Scenario 2: Deduplicating entries based on dynamic schema - 6.1

Talend Components Reference Guide

EnrichVersion
6.1
EnrichProdName
Talend Big Data
Talend Big Data Platform
Talend Data Fabric
Talend Data Integration
Talend Data Management Platform
Talend Data Services Platform
Talend ESB
Talend MDM Platform
Talend Open Studio for Big Data
Talend Open Studio for Data Integration
Talend Open Studio for Data Quality
Talend Open Studio for ESB
Talend Open Studio for MDM
Talend Real-Time Big Data Platform
task
Data Governance
Data Quality and Preparation
Design and Development
EnrichPlatform
Talend Studio

In this use case, we will use a Job similar to the one in the scenario described earlier to deduplicate the input entries about several families, so that only one person per family stays on the name list. As all the components in this Job support the dynamic schema feature, we will leverage this feature to save the time of configuring individual columns of the schemas.

Setting up the Job

  1. Drop these components from the Palette to the design workspace: tFileInputDelimited, tExtractDynamicFields, tUniqRow, tFileOutputDelimited, and tLogRow, and name the components as shown above to better identify their roles in the Job.

  2. Connect the component labelled People, the component labelled Split_Column, and the component labelled Deduplicate using Row > Main connections.

  3. Connect the component labelled Deduplicate and the component labelled Unique_Families using a Main > Uniques connection.

  4. Connect the component labelled Deduplicate and the component labelled Duplicated_Families using a Main > Duplicates connection.

Configuring the components

  1. Double-click the component labelled People to display its Basic settings view.

    Warning

    The dynamic schema feature is only supported in Built-In mode and requires the input file to have a header row.

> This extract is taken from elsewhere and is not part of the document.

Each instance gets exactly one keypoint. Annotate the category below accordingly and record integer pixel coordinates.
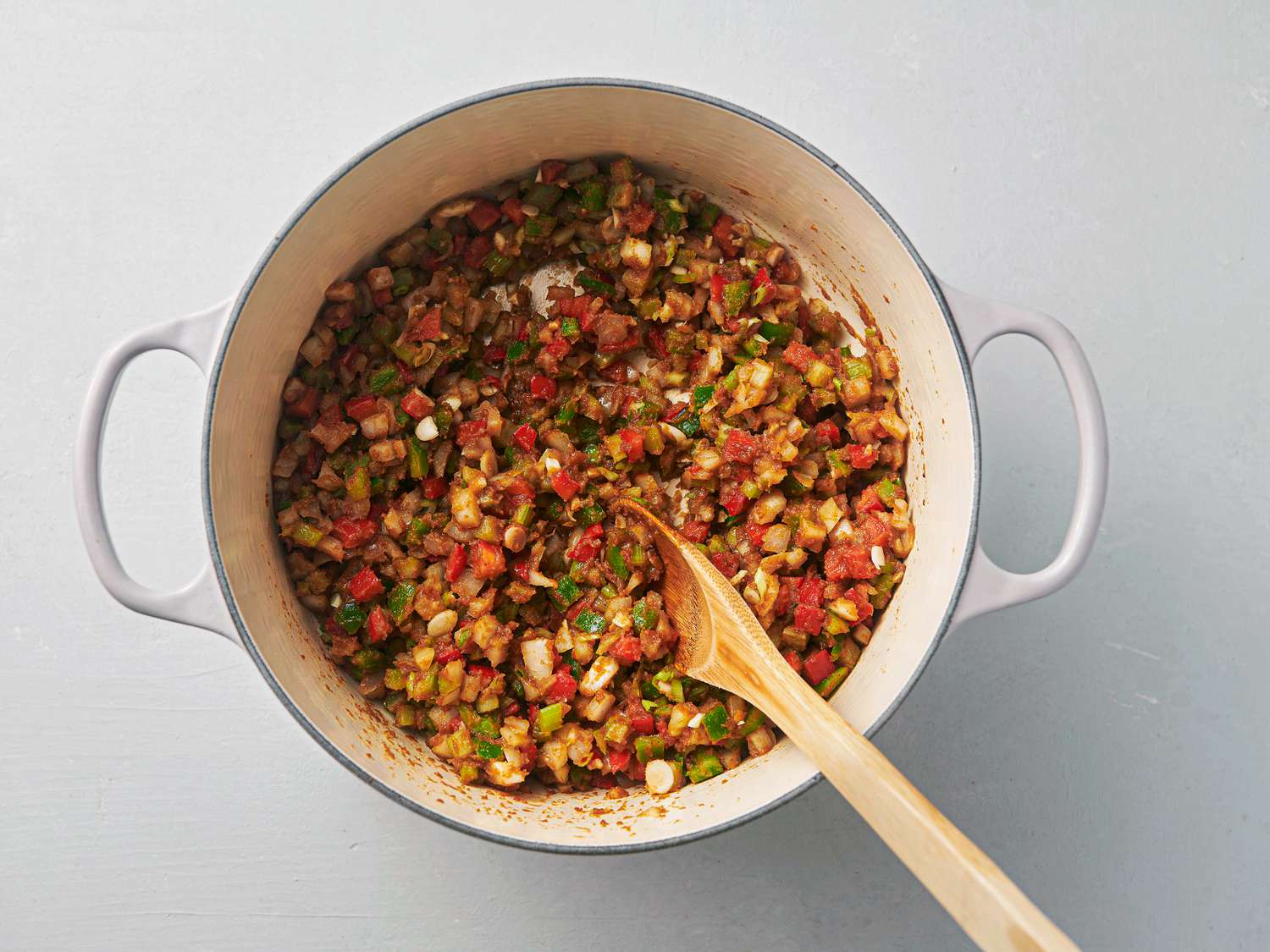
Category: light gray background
(1107, 746)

  2. Click the [...] button next to the File Name/Stream field to browse to your input file.

  3. Define the header and footer rows. In this use case, the first row of the input file is the header row.

  4. Click Edit schema to define the schema for this component.

    In this use case, the input file has five columns: FirstName, LastName, HouseNo, Street, and City. However, as we can leverage the advantage of the dynamic schema feature, we simply define one dynamic column in the schema, Dyna in this example.

    To do so :

    1. Add a new line by clicking the [+] button.

    2. Type Dyna in the Column field.

    3. Select Dynamic from the Type list.

    4. Then, click OK to propagate the schema and close the [Schema] dialog box.

  5. Double-click the component labelled Split_Column to display its Basic settings view.

    We will use this component to split the dynamic column of the input schema into two columns, one for the first name and the other for the family related information. To do so:

    1. Click Edit schema to open the [Schema] dialog box.

    2. In the output panel, click the [+] button to add two columns for the output schema, and name them FirstName and FamilyInfo respectively.

    3. Select String from the Type list for the FirstName column to extract this column from the input schema to carry the first name of each person on the name list.

    4. Select Dynamic from the Type list for the FamilyInfo column so that this column will carry the rest information of each person on the name list: the last name, house number, street and city, which all together will identify a family.

    5. Then, click OK to propagate the schema and close the [Schema] dialog box.

  6. Double-click the component labelled Deduplicate to display its Basic settings view.

  7. In the Unique key area, select the Key attribute check box for the FamilyInfo column to carry out deduplication on the family information.

  8. In the Basic settings view of the tFileOutputDelimited component, which is labelled Deduplicated_Families, define the output file path, select the Include header check box, and leave the other settings as they are.

  9. In the Basic settings view of the tLogRow component, which is labelled Duplicated_Families, select the Table option to view the Job execution result in table mode.

Saving and executing the Job

  1. Press Ctrl+S to save your Job.

  2. Run the Job by pressing F6 or clicking the Run button on the Run tab.

    The information of duplicated families is displayed on the Run console, and only one person per family stays on the name list in the output file.